UN ESECUTIVO PER LE ELEZIONI
Di Giulio Savelli
Il referendum Segni del 1993, con l'introduzione del sistema elettorale maggioritario (peraltro sconciato dal "Mattarellum"), avrebbe dovuto servire a garantire la governabilità: in un Paese ben ordinato e che tutela la libertà, lo Stato dovrebbe occuparsi di meno cose di quanto non accada in Italia e allo stesso tempo quelle cose essere in grado di fare davvero. L'esperienza dell'ultimo triennio conferma invece che lo Stato e l'amministrazione pubblica continuano a occuparsi (male) di tutto, il grado di efficienza della macchina burocratica rimane a livelli infimi e contemporaneamente nessuno e davvero in grado di governare. Dopo la vittoria del 27 marzo 1994, Berlusconi riuscì a governare per poco più di sei mesi; la ricerca, di volta in volta, di una precaria maggioranza parlamentare fu addirittura istituzionalizzata col governo Dini oggi, a meno di un anno dalla vittoria dell'Ulivo, un anno trascorso tra continui ricatti di Rifondazione e mediazioni impossibili, del governo Prodi si parla come di un mori
bondo. Tornare a votare, quando viene meno la maggioranza scelta dagli elettori, è la via democraticamente corretta: era vero dopo il "ribaltone", è vero oggi. Ma ciò che sarebbe corretto politicamente incontra non poche difficoltà nel nostro sistema istituzionale, per due ragioni. La prima consiste in questo: nel sistema parlamentare il presidente della Repubblica può legittimamente sciogliere le Camere solo quando constati l'impossibilità di formare una maggioranza a sostegno di un governo, quale che esso sia.

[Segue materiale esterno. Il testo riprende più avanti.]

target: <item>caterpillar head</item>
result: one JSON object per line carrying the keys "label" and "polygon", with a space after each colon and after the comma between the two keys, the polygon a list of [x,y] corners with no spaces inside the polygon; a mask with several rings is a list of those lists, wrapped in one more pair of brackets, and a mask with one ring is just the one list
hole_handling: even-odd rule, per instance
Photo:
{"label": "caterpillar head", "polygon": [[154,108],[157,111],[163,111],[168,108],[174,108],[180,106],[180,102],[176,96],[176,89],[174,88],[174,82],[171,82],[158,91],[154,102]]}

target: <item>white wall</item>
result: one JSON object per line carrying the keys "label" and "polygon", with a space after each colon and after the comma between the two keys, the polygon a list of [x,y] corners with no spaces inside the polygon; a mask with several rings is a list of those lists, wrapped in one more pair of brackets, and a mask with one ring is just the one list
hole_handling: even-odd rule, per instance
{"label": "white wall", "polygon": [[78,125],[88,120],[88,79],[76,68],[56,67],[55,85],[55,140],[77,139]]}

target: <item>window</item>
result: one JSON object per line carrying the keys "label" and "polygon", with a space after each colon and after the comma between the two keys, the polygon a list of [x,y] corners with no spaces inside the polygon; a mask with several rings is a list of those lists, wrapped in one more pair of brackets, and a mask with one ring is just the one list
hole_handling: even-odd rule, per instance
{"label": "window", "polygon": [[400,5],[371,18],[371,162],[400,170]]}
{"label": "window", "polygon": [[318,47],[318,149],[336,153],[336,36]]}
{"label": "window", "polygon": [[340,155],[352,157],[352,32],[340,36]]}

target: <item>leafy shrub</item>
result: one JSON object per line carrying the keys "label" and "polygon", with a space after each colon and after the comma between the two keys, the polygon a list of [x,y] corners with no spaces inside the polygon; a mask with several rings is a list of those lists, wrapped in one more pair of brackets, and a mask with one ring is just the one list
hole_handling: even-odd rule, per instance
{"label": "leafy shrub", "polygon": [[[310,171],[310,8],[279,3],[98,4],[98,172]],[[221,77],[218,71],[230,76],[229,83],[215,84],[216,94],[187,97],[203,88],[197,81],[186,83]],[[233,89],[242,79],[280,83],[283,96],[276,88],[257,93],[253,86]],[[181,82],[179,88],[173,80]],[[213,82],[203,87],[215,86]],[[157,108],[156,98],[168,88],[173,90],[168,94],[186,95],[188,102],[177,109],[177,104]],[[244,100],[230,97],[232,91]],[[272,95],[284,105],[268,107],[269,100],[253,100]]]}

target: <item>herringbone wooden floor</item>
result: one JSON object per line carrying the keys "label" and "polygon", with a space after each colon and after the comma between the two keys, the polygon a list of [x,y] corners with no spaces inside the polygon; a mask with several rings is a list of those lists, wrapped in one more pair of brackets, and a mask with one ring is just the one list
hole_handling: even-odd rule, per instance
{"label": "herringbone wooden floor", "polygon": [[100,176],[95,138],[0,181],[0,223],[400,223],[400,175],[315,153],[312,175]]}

Non sfuggono a nessuno le trame ordite da Scalfaro per propiziare il "ribaltone", le promesse false di sciogliere il parlamento entro pochi mesi, le garanzie offerte a Bossi che il capo della Lega ha rivelato senza smentite, l'instancabile lavorio per rovesciare un governo legittimo e liberamente scelto dagli italiani. Ma la fiducia che Dini ottenne era giuridicamente vincolante: lampante esempio della contraddizione tra il presunto e auspicato bipolarismo e un sistema istituzionale consociativo. La
seconda ragione sta nel fatto che, realisticamente, una nuova consultazione elettorale non avrebbe esito diverso dalle precedenti: si formerebbero coalizioni intese più a battere gli avversari che a predisporsi a governare; la quota proporzionale farebbe il resto. Dalle urne uscirebbe presumibilmente, ancora una volta, un equilibrio precario, un governo succubo di partiti e partitini. Vi è quindi qualche buona ragione per ritenere che quella delle elezioni immediate non sia necessariamente l'unica strada da percorrere. Non per procedere alle "larghe intese" dal momento che non si vede su che cosa si debbano intendere due schieramenti che hanno programmi alternativi. Meno che mai per consentire all'Ulivo di continuare a governare sottraendosi al ricatto di Rifondazione in cambio di contropartite consociative. Né col pretesto della spedizione militare in Albania, dietro la quale ha ragione Diaconale si muovono interessi politici divergenti; nè per Maastricht, dal momento che il risanamento dei conti pubblici
può essere stabilmente conseguito solo prendendo cognizione delle nuove tendenze dell'economia mondiale, cui va risposto con un processo di liberalizzazione e deburocratizzazione cui si oppongono i ceti conservatori rappresentati dall'Ulivo; nè per la riforma dello Stato sociale che, se per alcuni consiste solo nel cercare di far quadrare i conti, per il Polo dovrebbe prevedere la restituzione ai cittadini del controllo della maggior parte del reddito da ciascuno prodotto, nel campo della scuola, come in quelli della sanità e della previdenza. Ma solo, garantendo l'ordinaria amministrazione, per il breve tempo (tre sei mesi), che permetta che, anche in Italia, governi chi vince e faccia opposizione chi perde: un buon sistema istituzionale, insomma. Se c'è in parlamento una maggioranza visibile capace di far questo si faccia avanti. Altrimenti, a malincuore meglio, molto meglio, prepararsi, dopo Prodi a votare.